As per an MEA white paper on the India-China border dispute brought out in 1963, Zhou wrote to Nehru in November 1956, offering to accept the McMahon line in the East as a boundary between the two nations, essentially admitting to Arunachal Pradesh as part of India. Months after this written assurance, surreptitious intrusions started with China building the Aksai Chin Road. By 1958 China stepped up the aggression and started stopping Indian patrols to Haji Langar. Clearly, there was a plan in the works. In September 1959, China formally claimed its territorial jurisdiction over entire Aksai Chin and NEFA in the eastern sector – having denied it since 1956 in writing! 

Map 1 shows the actual positions held as of 1959 (extreme left), the Chinese claim line of 1959 (in the middle), and the acquired lines with the massive 1962. The line to the extreme right is the one that includes the territory Zhou claimed as belonging to China in his talks with Nehru in 1960. 

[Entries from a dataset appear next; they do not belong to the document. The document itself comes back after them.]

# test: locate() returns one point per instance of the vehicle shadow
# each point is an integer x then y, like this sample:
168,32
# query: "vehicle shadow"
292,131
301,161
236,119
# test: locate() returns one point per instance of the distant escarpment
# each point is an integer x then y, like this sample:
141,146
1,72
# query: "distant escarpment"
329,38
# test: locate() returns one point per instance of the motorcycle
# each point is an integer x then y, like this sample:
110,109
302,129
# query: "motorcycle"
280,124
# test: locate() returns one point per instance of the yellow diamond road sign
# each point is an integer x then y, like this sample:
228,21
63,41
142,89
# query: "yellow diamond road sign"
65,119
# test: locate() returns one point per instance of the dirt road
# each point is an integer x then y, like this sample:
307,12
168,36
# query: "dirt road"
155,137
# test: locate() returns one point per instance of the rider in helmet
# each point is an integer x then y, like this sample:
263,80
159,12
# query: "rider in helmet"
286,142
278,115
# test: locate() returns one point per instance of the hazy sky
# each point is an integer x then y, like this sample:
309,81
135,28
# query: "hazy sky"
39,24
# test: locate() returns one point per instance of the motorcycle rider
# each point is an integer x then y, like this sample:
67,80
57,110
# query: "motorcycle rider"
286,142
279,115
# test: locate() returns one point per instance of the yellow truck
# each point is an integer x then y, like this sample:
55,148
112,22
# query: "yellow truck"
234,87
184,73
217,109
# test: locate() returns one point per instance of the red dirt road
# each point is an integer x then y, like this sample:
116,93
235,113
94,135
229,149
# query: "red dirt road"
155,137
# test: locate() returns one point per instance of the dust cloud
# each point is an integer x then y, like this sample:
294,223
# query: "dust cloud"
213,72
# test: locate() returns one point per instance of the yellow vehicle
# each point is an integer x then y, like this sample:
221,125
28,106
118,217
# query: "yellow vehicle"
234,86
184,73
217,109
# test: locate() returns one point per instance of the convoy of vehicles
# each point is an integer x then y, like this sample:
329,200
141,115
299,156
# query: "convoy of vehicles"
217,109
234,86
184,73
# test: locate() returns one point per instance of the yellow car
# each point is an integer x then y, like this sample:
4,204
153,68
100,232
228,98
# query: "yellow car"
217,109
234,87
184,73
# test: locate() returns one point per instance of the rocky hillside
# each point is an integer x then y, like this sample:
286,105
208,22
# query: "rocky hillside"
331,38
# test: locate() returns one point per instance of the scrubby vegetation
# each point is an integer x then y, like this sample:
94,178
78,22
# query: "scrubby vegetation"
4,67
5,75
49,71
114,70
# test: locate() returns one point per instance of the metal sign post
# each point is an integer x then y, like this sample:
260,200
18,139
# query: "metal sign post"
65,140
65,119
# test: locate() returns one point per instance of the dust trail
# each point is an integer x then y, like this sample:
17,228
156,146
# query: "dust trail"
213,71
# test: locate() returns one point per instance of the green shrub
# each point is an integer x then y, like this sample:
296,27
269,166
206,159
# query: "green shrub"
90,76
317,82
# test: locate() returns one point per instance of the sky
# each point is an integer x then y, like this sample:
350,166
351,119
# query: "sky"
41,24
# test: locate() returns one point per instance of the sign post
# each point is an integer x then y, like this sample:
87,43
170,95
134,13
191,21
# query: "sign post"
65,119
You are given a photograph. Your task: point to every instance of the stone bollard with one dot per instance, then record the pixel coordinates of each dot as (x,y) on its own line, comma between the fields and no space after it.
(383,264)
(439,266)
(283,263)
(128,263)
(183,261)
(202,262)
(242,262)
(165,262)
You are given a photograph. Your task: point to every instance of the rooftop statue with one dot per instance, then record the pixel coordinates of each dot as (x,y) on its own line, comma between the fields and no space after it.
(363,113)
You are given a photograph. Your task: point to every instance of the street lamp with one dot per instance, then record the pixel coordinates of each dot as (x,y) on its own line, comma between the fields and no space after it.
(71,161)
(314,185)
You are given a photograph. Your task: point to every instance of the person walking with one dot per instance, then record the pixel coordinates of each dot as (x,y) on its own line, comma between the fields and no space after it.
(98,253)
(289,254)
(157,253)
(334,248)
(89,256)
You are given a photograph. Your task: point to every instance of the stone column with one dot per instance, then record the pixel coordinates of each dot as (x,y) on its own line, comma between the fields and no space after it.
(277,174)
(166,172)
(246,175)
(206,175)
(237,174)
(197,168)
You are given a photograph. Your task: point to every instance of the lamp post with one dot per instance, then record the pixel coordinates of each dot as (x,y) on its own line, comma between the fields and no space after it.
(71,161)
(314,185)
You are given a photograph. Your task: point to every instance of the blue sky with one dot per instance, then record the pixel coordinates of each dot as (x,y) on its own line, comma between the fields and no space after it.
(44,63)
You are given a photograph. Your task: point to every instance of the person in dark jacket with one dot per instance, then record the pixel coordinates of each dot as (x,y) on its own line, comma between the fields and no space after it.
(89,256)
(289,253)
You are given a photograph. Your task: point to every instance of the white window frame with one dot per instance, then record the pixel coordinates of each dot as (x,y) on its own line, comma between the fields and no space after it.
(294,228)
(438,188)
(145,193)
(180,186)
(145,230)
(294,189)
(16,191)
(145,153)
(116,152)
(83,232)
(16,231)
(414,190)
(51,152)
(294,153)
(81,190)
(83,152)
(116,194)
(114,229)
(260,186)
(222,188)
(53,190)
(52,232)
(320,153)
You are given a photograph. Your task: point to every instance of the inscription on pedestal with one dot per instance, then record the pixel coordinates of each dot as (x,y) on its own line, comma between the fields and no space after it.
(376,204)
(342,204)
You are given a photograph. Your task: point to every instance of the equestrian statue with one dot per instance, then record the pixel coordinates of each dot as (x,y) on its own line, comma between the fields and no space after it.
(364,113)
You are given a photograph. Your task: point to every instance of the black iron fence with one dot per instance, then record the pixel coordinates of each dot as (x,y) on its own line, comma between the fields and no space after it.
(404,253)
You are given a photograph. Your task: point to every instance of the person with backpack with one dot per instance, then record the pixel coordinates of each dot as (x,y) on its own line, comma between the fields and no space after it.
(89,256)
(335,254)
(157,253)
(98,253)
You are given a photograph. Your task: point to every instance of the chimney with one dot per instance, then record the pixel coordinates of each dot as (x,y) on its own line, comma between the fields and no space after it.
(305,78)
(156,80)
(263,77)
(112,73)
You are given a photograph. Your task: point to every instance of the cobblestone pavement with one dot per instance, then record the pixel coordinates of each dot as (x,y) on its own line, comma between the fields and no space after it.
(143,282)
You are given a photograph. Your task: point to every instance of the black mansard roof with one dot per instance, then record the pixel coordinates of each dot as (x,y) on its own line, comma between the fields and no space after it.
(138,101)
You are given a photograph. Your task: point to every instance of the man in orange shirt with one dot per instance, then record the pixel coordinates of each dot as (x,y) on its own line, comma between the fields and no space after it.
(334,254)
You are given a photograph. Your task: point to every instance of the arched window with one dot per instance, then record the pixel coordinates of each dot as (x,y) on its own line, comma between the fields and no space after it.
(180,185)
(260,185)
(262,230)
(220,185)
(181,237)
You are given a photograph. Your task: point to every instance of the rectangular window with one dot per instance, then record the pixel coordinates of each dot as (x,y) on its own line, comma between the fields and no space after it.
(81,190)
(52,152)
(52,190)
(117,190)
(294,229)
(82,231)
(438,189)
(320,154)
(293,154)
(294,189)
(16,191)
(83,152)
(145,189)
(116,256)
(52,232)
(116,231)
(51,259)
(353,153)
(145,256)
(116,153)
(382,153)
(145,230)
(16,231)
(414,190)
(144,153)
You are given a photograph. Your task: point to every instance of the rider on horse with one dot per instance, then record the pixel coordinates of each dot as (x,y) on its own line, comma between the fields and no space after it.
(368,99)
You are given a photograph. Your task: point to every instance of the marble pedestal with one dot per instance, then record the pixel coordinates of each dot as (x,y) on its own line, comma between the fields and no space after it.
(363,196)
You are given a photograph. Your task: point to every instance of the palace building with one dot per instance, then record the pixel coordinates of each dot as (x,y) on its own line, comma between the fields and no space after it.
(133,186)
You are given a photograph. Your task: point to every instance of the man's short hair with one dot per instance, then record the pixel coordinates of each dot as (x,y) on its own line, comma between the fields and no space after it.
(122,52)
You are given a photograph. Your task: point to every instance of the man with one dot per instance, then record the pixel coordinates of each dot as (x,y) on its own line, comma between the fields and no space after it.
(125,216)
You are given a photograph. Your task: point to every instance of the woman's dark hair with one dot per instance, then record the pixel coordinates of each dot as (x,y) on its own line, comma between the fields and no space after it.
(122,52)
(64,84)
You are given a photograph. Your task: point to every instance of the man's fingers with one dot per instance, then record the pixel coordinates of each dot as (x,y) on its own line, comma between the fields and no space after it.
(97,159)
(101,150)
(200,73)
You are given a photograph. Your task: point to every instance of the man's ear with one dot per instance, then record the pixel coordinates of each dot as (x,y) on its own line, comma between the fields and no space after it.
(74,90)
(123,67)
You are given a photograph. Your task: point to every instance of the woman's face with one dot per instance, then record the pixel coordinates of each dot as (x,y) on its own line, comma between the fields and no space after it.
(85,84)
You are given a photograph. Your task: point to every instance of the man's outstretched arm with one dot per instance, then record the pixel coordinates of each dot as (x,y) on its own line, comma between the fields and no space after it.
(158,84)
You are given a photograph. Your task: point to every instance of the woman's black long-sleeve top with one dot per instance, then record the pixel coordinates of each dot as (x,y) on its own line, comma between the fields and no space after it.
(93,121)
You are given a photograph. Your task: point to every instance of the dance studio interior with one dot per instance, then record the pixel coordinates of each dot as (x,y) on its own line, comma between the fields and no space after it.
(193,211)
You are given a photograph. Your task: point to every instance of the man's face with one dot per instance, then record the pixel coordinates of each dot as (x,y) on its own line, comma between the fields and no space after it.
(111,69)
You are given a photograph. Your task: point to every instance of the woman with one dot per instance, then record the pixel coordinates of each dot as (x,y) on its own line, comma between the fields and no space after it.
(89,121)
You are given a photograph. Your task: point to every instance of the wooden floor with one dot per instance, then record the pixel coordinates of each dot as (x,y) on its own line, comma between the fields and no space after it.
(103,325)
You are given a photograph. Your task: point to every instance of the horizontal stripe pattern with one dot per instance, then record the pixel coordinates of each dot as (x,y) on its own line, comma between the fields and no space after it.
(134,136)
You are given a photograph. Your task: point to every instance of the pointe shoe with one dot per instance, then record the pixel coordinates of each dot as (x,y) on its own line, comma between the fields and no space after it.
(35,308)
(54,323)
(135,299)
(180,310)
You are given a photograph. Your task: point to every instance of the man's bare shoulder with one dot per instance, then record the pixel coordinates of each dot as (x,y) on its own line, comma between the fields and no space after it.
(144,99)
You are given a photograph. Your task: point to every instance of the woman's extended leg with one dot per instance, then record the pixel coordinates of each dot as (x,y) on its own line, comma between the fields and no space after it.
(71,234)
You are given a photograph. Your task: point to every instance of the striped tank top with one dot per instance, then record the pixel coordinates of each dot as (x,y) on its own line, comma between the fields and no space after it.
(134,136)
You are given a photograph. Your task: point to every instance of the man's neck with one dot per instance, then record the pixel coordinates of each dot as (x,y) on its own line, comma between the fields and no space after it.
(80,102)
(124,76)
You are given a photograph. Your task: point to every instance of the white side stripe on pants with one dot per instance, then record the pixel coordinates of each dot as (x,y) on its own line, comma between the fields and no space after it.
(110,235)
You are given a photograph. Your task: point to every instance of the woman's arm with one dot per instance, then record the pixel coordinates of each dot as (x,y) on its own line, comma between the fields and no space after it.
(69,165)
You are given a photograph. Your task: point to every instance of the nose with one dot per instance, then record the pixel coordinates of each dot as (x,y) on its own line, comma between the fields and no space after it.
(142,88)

Map 2 shows the extent and scale of cartographic aggression by the Chinese between 1959 and 1960 before actualising it on the ground with troops in the 1962 war. This incidentally includes the Galwan valley, which was never physically possessed by the Chinese till this summer leading to the clash of June 15.  

Map 3 shows the massive border infrastructure built by the Chinese between 1959 and 1962 as a build-up to the war clearly suggesting a meticulous plan to execute the war with clear military objectives in pursuit of actualizing the cartographic aggression on the maps. 

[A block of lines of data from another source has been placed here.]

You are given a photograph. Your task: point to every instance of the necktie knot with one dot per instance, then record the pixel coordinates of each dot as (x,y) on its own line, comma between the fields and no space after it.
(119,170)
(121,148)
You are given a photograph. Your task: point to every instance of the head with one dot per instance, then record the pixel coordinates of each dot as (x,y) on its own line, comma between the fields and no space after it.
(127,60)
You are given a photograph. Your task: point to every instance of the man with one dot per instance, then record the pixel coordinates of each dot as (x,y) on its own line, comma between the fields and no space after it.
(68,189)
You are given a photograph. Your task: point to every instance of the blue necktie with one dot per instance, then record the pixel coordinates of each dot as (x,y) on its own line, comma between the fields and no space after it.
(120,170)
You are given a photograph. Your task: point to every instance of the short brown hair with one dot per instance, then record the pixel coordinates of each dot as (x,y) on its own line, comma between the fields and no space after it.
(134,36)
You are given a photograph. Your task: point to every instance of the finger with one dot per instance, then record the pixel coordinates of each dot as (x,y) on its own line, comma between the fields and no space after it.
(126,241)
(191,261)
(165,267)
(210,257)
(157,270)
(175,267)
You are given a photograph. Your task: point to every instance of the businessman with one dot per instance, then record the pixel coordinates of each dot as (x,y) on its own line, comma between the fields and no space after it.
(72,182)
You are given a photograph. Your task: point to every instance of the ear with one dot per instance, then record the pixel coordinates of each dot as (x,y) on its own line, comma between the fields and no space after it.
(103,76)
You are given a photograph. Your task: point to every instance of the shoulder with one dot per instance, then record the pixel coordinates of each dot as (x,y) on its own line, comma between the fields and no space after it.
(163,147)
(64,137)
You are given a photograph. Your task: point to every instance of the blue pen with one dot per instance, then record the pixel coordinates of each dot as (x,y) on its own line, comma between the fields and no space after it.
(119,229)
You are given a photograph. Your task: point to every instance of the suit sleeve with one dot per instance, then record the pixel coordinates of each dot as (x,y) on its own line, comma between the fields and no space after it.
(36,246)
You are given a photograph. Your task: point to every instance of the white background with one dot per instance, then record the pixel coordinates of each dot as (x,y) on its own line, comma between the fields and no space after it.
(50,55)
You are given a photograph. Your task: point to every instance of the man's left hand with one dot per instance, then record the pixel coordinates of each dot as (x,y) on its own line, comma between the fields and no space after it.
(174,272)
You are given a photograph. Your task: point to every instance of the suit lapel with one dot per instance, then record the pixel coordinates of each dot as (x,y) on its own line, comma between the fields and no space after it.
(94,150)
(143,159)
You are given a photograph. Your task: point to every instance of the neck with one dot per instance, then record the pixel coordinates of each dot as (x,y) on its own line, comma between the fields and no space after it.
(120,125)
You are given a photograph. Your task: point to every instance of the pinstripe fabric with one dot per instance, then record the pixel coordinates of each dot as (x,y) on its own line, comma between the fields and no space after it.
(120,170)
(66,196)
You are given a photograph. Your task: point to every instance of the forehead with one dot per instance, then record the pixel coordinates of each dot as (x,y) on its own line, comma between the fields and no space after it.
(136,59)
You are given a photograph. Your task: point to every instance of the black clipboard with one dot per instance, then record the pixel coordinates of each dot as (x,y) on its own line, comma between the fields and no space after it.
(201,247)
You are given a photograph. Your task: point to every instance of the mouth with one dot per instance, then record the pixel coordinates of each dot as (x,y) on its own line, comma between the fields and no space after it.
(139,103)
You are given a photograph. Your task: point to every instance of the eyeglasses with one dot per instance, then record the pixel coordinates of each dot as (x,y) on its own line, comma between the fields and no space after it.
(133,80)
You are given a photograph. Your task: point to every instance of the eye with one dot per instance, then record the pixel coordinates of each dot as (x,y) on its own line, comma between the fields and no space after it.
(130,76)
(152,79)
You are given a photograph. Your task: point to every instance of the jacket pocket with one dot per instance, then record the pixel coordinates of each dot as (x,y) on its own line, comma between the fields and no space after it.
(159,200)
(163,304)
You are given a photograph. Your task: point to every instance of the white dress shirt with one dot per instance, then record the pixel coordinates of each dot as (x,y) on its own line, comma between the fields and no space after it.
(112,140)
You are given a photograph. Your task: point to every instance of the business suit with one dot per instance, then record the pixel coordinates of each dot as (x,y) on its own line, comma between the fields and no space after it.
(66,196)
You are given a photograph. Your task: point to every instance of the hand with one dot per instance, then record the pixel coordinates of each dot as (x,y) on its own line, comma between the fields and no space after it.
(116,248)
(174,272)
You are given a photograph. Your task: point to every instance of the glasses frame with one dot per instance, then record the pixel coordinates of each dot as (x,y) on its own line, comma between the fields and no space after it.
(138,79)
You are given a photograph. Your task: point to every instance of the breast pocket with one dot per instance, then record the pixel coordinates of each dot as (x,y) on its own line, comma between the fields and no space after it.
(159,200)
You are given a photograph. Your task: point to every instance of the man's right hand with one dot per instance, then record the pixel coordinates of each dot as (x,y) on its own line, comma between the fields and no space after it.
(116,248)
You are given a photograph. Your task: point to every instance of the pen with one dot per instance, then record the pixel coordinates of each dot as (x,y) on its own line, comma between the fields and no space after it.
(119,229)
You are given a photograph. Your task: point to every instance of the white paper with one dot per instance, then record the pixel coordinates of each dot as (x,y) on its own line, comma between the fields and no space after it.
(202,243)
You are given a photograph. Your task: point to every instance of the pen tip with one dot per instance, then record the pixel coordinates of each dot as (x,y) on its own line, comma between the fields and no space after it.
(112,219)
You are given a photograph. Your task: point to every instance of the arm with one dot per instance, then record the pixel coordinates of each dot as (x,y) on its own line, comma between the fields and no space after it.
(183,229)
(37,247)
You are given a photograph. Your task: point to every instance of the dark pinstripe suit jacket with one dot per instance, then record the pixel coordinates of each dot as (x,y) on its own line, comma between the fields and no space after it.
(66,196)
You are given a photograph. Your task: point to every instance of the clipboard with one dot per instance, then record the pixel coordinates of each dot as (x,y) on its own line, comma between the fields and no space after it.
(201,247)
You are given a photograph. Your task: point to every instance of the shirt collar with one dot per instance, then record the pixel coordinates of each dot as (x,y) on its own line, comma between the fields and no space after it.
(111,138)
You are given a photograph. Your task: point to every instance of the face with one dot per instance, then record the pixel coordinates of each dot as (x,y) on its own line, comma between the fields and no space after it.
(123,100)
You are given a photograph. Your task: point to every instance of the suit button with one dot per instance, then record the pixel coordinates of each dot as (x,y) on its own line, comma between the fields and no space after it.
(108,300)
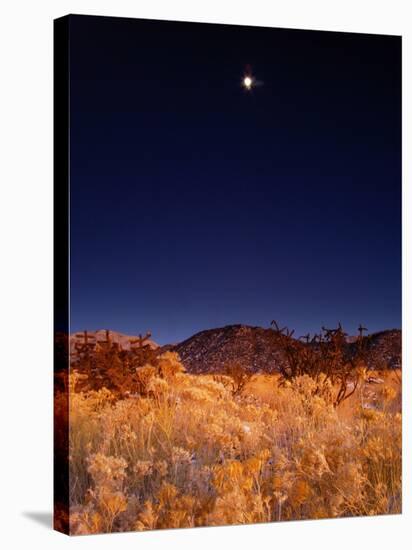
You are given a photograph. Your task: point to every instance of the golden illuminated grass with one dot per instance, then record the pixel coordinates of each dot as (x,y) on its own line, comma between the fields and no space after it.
(190,454)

Map 4 shows the positions of Chinese posts as on September 8, 1962, just before they launched the invasion to actualize their cartographic aggression of 1959. The line to the extreme right shows the area that was captured by them before announcing a ceasefire on November 21, 1962. The line in the middle is the line to which the Chinese withdrew. Note the interesting bit that by their own admission they pulled back behind the Galwan valley, which is facing fresh claims in 2020. 

Map 5 shows the demilitarized zone that India would have had to create had we accepted the November 21, 1962 proposal actualizing the 1959 claim line. India’s defence outposts like Daulat Beg Oldie (DBO) that crucially defends the Karakoram Pass, or Burtse, where the Indian Army has a base or Chushul where we have a garrison and has provided us advantage in the late August action by occupying heights in Kailash ranges to deter China – all would not have been with us. 

I have shown through this piece China’s date-wise cartographic creep, even as, at the diplomatic level, the Chinese continued to obfuscate on the exact boundary. The story has not changed since 1993 when the latest round of border talks began. Basically, where the LAC stands depends on China’s capacity to project power, and existing leadership’s willingness to push the envelope rather than international rule of law, or long-existing customs and traditions on boundary issues. I come back to where I began.

A few days after writing the letter to Nehru – which by the way went unanswered – Patel was addressing a gathering of the Central Aryan Association in Delhi on Arya Samaj founder Swami Dayanand Saraswati. “In this Kaliyug we shall return Ahimsa for Ahimsa. But if anybody resorts to force against us, we shall meet it with force,” Patel told the gathering. If Xi Jinping thought he will get a pass in the Himalayan passes this time, it might help to remind him, Prime Minister Narendra Modi conceived Sardar’s as the world’s tallest statue in Gujarat, perhaps reflective of the scale of the inspiration. And resolve.